標高1,000m前後の低山地に棲息地が多い。主に樹林地で見られ、林内の山道の地表付近に静止していたり、渓流近くの地面でミネラルを吸収していたりする。
飛翔は滑空型で、生態は亜種shaniaと大差ない。埔里近郊の樹林地では、コミスジやタイワンミスジと混棲する。個体数はそれぞれ同程度見られ、少なくない。
年間の発生時期は未確認であるが、埔里近郊では3月末から見られた。

翅表の地色は黒褐色で、タイ、ラオス等の亜種shaniaより明るい個体が多い。前翅表面の線条と先端の3角斑は、他亜種と同様に分離する。

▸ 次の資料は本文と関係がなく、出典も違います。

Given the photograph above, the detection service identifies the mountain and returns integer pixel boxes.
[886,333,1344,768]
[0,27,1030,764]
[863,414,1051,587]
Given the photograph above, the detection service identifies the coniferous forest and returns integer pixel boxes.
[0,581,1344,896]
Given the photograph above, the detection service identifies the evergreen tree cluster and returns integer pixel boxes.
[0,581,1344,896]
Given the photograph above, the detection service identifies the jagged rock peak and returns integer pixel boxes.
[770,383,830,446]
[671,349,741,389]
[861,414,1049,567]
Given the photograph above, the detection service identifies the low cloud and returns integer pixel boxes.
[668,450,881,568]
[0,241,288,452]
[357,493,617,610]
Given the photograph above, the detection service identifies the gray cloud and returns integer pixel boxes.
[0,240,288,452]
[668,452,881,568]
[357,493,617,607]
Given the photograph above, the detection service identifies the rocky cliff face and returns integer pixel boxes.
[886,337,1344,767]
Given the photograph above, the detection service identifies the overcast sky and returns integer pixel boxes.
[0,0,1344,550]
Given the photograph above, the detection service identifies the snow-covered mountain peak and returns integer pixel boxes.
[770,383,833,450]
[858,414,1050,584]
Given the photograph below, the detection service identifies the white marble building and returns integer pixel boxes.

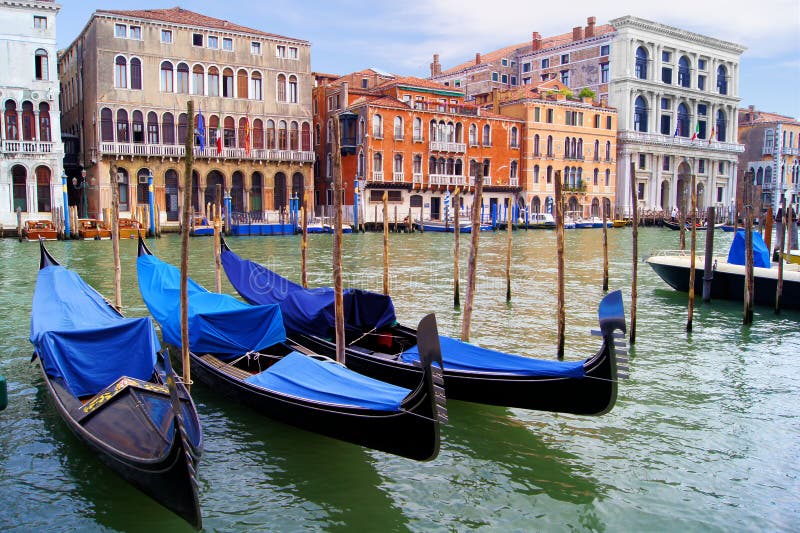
[609,16,745,214]
[0,0,64,229]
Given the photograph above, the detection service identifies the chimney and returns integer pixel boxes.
[531,31,542,52]
[584,17,597,39]
[431,54,442,76]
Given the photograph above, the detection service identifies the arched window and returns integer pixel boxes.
[39,102,53,142]
[117,109,130,143]
[175,63,189,94]
[147,111,158,144]
[278,120,289,150]
[33,48,50,80]
[678,103,689,137]
[131,57,142,90]
[114,56,128,89]
[192,65,206,95]
[208,67,219,96]
[236,68,249,98]
[160,61,174,93]
[372,113,383,139]
[717,109,726,142]
[36,166,52,213]
[275,74,286,102]
[633,96,647,132]
[717,65,728,94]
[252,118,264,150]
[161,113,175,144]
[250,72,264,100]
[394,117,403,141]
[5,100,18,141]
[289,74,299,104]
[678,56,692,87]
[634,46,647,80]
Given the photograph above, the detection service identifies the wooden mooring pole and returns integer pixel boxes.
[686,174,697,332]
[555,170,566,359]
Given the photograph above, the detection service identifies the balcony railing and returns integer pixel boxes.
[619,131,744,153]
[430,141,467,154]
[100,142,314,163]
[1,139,53,154]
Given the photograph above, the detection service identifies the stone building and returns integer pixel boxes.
[0,0,64,227]
[59,7,314,226]
[739,106,800,212]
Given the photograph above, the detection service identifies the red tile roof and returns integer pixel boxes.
[436,24,614,77]
[95,7,302,41]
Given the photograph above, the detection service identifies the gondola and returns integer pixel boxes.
[30,242,203,529]
[137,240,447,461]
[222,241,625,415]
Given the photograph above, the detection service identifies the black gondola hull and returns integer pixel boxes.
[191,354,439,461]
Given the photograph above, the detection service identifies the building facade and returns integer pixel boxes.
[0,0,64,227]
[59,8,314,226]
[315,71,523,223]
[739,106,800,212]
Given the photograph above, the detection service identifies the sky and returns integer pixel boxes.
[56,0,800,119]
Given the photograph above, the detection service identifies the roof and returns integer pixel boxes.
[95,6,302,41]
[434,24,614,78]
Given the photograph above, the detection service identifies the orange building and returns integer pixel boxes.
[477,80,617,218]
[314,69,524,223]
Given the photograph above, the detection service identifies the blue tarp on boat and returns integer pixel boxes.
[728,229,772,268]
[222,249,395,337]
[30,266,161,397]
[401,335,584,378]
[245,352,411,411]
[137,255,286,359]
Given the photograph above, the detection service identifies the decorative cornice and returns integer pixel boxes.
[610,15,747,55]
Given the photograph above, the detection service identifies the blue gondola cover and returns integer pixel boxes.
[728,229,772,268]
[137,255,286,359]
[401,335,584,378]
[222,246,396,337]
[30,266,161,397]
[246,352,411,411]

翅裏の地色は、一般に明るい褐色であるが、その色彩の幅はかなりの変異がある。前翅裏面の線条と先端の3角斑は、亜種shaniaと比べ明瞭に分離する。後翅裏面の中央白帯は、内縁側で細く、前縁にに向かって強く幅広になる。後翅裏面の中央白帯と外側白帯の幅の差は、コミスジのように大きくなく、中央白帯の最も狭い部分の幅は外側白帯の最も広い部分の幅とほぼ等幅で、コミスジのように差が2倍に達することはない。亜外縁白条は、外側帯と翅の外縁の中央よりやや内側位置するため、近似種に比べて遥かに内側にずれているように見える。外側白条も他種に比べて遥かに内側に位置し、第3室前半〜第4室後半部で一度消失するように見える。この性質は、台湾産小形5種では♂♀共に本種に限るので、この特徴があればスズキミスジと同定できる。また、この特徴は亜種shaniaでは見られず、亜種の区別にも有効である。